As relações com a Rússia, que vêm se tornado espinhosas desde a guerra da Geórgia, foram minimizadas pelos especialistas. Mesmo com o presidente russo Dmitri Medvedev espalhando diariamente ameaças que lembram a guerra fria já logo após as eleições norte-americanas, Cristina diz que são "uma reação de afirmação, típica de um governo novo que defende sua condição de potência, que é o caso do Medvedev". Seintenfus também avalia que a Rússia não é uma ameaça verdadeira. "Medvedev está testando Obama para ver quais os novos caminhos que o país vai seguir", diz. De acordo com ele, a Rússia já se integrou bem com a comunidade internacional depois da dissolução da União Soviética, especialmente nas relações comerciais.

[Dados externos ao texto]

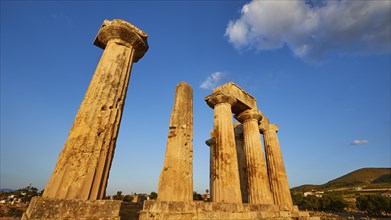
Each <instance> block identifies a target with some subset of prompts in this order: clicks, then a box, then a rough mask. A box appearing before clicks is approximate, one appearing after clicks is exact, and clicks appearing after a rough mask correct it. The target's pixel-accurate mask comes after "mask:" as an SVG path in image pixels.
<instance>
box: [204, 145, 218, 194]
mask: <svg viewBox="0 0 391 220" xmlns="http://www.w3.org/2000/svg"><path fill="white" fill-rule="evenodd" d="M205 143H206V145H208V146H209V151H210V154H209V195H210V200H211V201H214V199H213V198H214V192H215V191H214V187H213V182H214V179H215V172H216V171H215V170H216V167H215V162H214V159H215V156H214V151H215V147H216V141H215V139H214V138H211V139H209V140H207V141H206V142H205Z"/></svg>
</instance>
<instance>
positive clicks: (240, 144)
mask: <svg viewBox="0 0 391 220" xmlns="http://www.w3.org/2000/svg"><path fill="white" fill-rule="evenodd" d="M234 133H235V143H236V154H237V157H238V170H239V178H240V191H241V193H242V202H243V203H248V187H247V186H248V183H247V164H246V154H245V152H244V138H243V125H242V124H240V123H237V124H235V125H234Z"/></svg>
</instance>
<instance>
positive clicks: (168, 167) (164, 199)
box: [158, 82, 193, 202]
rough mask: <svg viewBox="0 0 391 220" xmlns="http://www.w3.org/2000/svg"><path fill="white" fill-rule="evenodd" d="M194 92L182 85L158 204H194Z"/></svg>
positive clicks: (179, 96)
mask: <svg viewBox="0 0 391 220" xmlns="http://www.w3.org/2000/svg"><path fill="white" fill-rule="evenodd" d="M192 141H193V91H192V88H191V86H190V85H189V84H187V83H185V82H181V83H179V84H178V85H177V87H176V91H175V101H174V107H173V110H172V114H171V120H170V131H169V132H168V140H167V148H166V157H165V159H164V167H163V170H162V172H161V174H160V179H159V186H158V200H160V201H184V202H187V201H193V144H192Z"/></svg>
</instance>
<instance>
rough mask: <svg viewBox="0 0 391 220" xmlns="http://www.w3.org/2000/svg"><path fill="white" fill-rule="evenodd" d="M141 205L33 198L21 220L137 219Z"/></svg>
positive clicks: (96, 219) (94, 201)
mask: <svg viewBox="0 0 391 220" xmlns="http://www.w3.org/2000/svg"><path fill="white" fill-rule="evenodd" d="M141 209H142V205H141V204H138V203H128V202H121V201H118V200H95V201H91V200H76V199H72V200H65V199H47V198H42V197H34V198H33V199H32V200H31V202H30V205H29V207H28V209H27V210H26V212H25V213H24V214H23V216H22V219H23V220H32V219H59V220H65V219H79V220H87V219H88V220H90V219H91V220H98V219H99V220H120V219H138V218H139V212H140V210H141Z"/></svg>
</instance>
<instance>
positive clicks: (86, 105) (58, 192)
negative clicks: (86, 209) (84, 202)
mask: <svg viewBox="0 0 391 220" xmlns="http://www.w3.org/2000/svg"><path fill="white" fill-rule="evenodd" d="M94 44H95V45H97V46H98V47H101V48H102V49H104V51H103V55H102V57H101V59H100V61H99V64H98V66H97V68H96V70H95V73H94V76H93V78H92V80H91V83H90V86H89V87H88V90H87V92H86V95H85V97H84V99H83V101H82V103H81V105H80V108H79V111H78V112H77V115H76V118H75V121H74V123H73V126H72V128H71V130H70V132H69V136H68V139H67V141H66V142H65V145H64V148H63V150H62V152H61V154H60V156H59V158H58V161H57V164H56V167H55V169H54V171H53V174H52V176H51V178H50V180H49V183H48V184H47V186H46V188H45V192H44V194H43V197H44V198H57V199H83V200H96V199H103V197H104V195H105V190H106V184H107V179H108V176H109V170H110V167H111V162H112V159H113V154H114V149H115V143H116V140H117V135H118V129H119V125H120V122H121V116H122V110H123V107H124V103H125V96H126V91H127V88H128V83H129V78H130V72H131V68H132V63H133V62H137V61H138V60H139V59H140V58H141V57H143V55H144V53H145V52H146V51H147V49H148V43H147V34H146V33H144V32H143V31H141V30H140V29H138V28H137V27H135V26H133V25H132V24H130V23H128V22H126V21H123V20H119V19H116V20H113V21H108V20H105V21H104V22H103V25H102V27H101V28H100V30H99V32H98V35H97V37H96V39H95V42H94Z"/></svg>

Em vez dos soviéticos, Seintenfus avalia como "fundamental" a melhoria das relações dos Estados Unidos com Cuba e o desenvolvimento de instrumentos que reintegrem o arquipélago à comunidade norte-americana. Da mesma forma, também interessa muito às relações internacionais dos EUA um caminho para a resolução do vizinho Haiti, cuja crise de governo persiste desde 1986 e se intensificou em 2004, com ocupação militar assistida por tropas brasileiras. "É importante que se encontre uma solução socioeconômica, e não apenas manutenção por força militar", sugeriu.
Tríade da guerra
No campo real da segurança nacional, os principais desafios para Obama continuam sendo o "núcleo duro" da guerra contra o terrorismo, com a guerra no Iraque, e a violência insurgente no Afeganistão e no Paquistão sem falar nos programas nucleares iraniano e norte-coreano.
Os dois especialistas avaliam que o gargalo das relações no Oriente Médio passa pelo acordo de paz entre Israel e os palestinos. "É a grande questão da política externa norte-americana, que condiciona todas as demais", avalia Seitenfus. É uma solução que envolve o retorno de refugiados, fronteiras seguras e o futuro da cidade de Jerusalém. "Muitos presidentes tentaram intervir, mas até agora não surtiram em nada além de promessas", ressalta, lembrando que nessa semana os Estados Unidos admitiram que o prazo do acordo prometido para o fim da gestão Bush não será cumprido.
Para resolver esse assunto, a agenda de Barack Obama deve se manter mais neutra e não tão pró-Israel como ficou marcada a abordagem até então, avalia Cristina. "O partidarismo de Bush nesse assunto cria reações dos dois lados, e isso afasta a possibilidade de acordo. Para Obama será importante manter uma postura mais centralizada quando tratar do acordo de paz", opina. No equilíbrio da balança de negociações, pesa Israel, considerado o único país no Oriente Médio que possui armas nucleares.